Tuesday, March 31, 2009

Moving, and Spring in California

I don't know that I've mentioned before that we're moving.

Our plans at the moment run this way: at the end of May, Dana and I will pack up everything we own and fill up a truck bound for Modesto, California. There, we're going to start over. Ithaca has been amazing, and if it was always spring and summer here and we didn't have to worry about petty things like jobs or allergies or chronic asthma, we'd probably stay forever. In a way, our time in Ithaca is the first we've spent as adults. Living here has drastically affected who we are and we're going to miss it, and the friends we've made here, terribly.

That said, California does have some distinct advantages. We spent last week out there in preparation for the move--scoping out jobs and the house we'll be living in--and even in the middle of March spring was almost over. Plants all over my parents' farm had moved through the flowering stage and started the hunching toil of leafing, the sun was out and moving toward intensity, and a bit of a rainstorm halfway through our stay cleared the last of the blossoms from the almond trees. Already summer was edging in to town, the sky thinning from blue to white in the long afternoons, the smell of asphalt just the solid side of tar swirling around our shoes, everywhere we looked colors climbed into the ultraviolet. Modesto is one of the country's centers of agricultural production, a sprawling suburb--really the population of a city in the ill-fitting body of a town--penned on all sides by bubbling dairies, heavy dry orchards, and fertile fields. There, our cooking will probably change. With local produce so richly available, we'll focus on ripeness over mere availability, rediscover strawberries red and syrup sweet all the way through, peaches so tender you can hardly pick them without pushing fingers through to the pit, tomatoes grown five or ten miles away too ripe to make it through the consumer processing of supermarkets.

So look for produce here soon, color and flavour set against a very new backdrop.

Here below, please welcome our forgotten friend: spring.

More from the trip soon.

Monday, March 16, 2009

Blood Orange Gelato



When Michele and Kevin had us over for gnocchi making last weekend, our contribution to the meal was a dessert. As you do with a small task you have some considerable time to consider, we toiled over it, paging through cooking magazines, looking up recipes online. We must have changed our minds fifty times over the few weeks between making the date and buying ingredients but it was only the night before that we finally came up with the dessert we brought: a gelato made from fresh blood oranges and a honey lace cookie on top.

We'd had the blood oranges for a while by that point, bought on some trip to Wegman's when we couldn't find our favorite Cara Cara Navel Oranges in a three pound bag so, cast adrift, grabbed a bag of something, anything else in their place. The oranges we ended up with were grizzled on the outside, skins wrinkled and thick as a tangerine's, but their interiors were beautiful, a deep crimson, almost a plum color inside the membrane. They were gorgeous but tasted like crap. I'm not sure if the oranges were unripe or just not to our taste but a week after buying them we'd still peeled only two of the dozen in the bag.

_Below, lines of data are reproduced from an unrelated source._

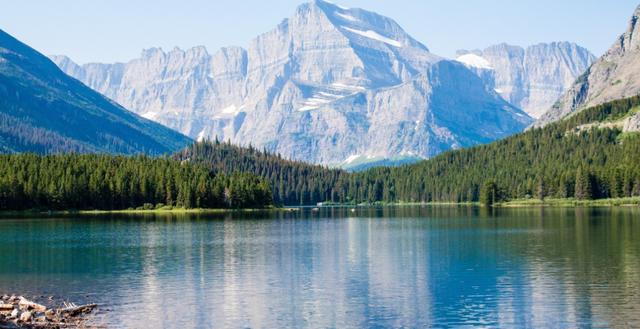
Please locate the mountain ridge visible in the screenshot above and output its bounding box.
[53,1,532,164]
[0,30,189,154]
[535,6,640,127]
[456,41,596,118]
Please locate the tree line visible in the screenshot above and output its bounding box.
[5,97,640,209]
[0,154,272,210]
[176,97,640,205]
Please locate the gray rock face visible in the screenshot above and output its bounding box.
[457,42,595,118]
[53,0,532,164]
[536,7,640,126]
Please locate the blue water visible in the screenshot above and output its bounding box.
[0,207,640,328]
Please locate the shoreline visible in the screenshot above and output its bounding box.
[494,197,640,208]
[0,197,640,216]
[0,207,297,216]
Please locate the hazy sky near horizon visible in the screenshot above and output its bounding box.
[0,0,638,63]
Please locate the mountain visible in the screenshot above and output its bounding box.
[456,42,596,118]
[52,0,532,164]
[536,6,640,126]
[0,30,190,154]
[348,96,640,203]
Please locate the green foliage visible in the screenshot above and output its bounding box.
[347,97,640,203]
[0,154,272,210]
[175,141,349,205]
[480,180,500,207]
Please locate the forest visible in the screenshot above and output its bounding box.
[347,93,640,204]
[184,97,640,205]
[0,154,273,210]
[0,97,640,210]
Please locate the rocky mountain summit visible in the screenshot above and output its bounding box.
[52,0,532,164]
[0,30,192,154]
[456,42,596,118]
[536,6,640,126]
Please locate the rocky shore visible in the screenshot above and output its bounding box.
[0,295,98,329]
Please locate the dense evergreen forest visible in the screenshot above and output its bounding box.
[0,154,272,210]
[175,141,349,205]
[176,97,640,205]
[0,97,640,209]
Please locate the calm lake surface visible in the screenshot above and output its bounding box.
[0,207,640,328]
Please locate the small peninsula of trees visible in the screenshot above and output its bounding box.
[0,154,273,210]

I can't remember exactly when the idea for the gelato as the dessert came to me. I like to think that I sat bolt upright in bed with the taste on my lips, but it's more likely I was online or in class or something like that. But once it occurred to me, I was sold. The best recipe I found was Martha Stewart's, a recipe that's mild simplicity and amazing flavor made it so that a google search showed it copied on blogs everywhere. Martha's blood orange gelato and cake, her gelato and cookies, blood orange gelato float. Everywhere I looked, there it was. It's hard to turn down saturation like that.

The ingredients are easy: the juice from 4 or so blood oranges (mine were small so I used 6), orange zest, 2 cups milk, 1 cup cream, 3/4 cup sugar (I might use a bit less next time), and 5 egg yolks.

And the process isn't much more difficult: juice the oranges, cook the juice into a syrup and cool. Whisk milk and orange zest together over medium low heat just to a light simmer. Remove from heat and steep for 30 minutes. Later, beat egg yolks and sugar until fluffy and thick, mix in a bit of the hot milk mixture to loosen it up then pour the mixer full of ingredients into the rest of the milk. Cook lightly, stirring, until the custard comes together enough to coat the back of a spoon. Stir in the cream and blood orange syrup and chill. When it's cold, transfer to the ice cream maker until thick and creamy (I've been doing around 40 minutes).


The dish that arrived was wonderfully creamy and, though it could have used a little more blood orange color, was vibrantly flavorful and definitely something I'd make again. The accompaniment we chose was also from Martha Stewart, a light honey lace cookie that was so overwhelmingly sweet it nearly overpowered my tongue but with the gelato took on a wonderful palate cleansing honeyness that provided a good counterpoint to the heavy cream flavors in the bowl.



Maybe the prettiest part of the whole gorgeous process?  The juice left on the cutting board.


Banana Muffins

When bananas brown and go mushy, there isn't a sadness as there is with other decomposing fruit. You don't have to avert your eyes in shame as you place them in the trashcan, or cry a single tear as you build their funeral pile in the woods behind your house.

What, you don't do that with fruit?

This week I decided to give the Moosewood Restaurant Book of Desserts banana muffin recipe a try. Sadly, the only brown sugar we had in the house was in a cinderblock-like slab, but I added a bit of water to it and microwaved the brick until it was soft enough to add to the batter. This worked, for the most part, but there were still a few wet chunks of brown sugar in the muffin pan when it went into the oven.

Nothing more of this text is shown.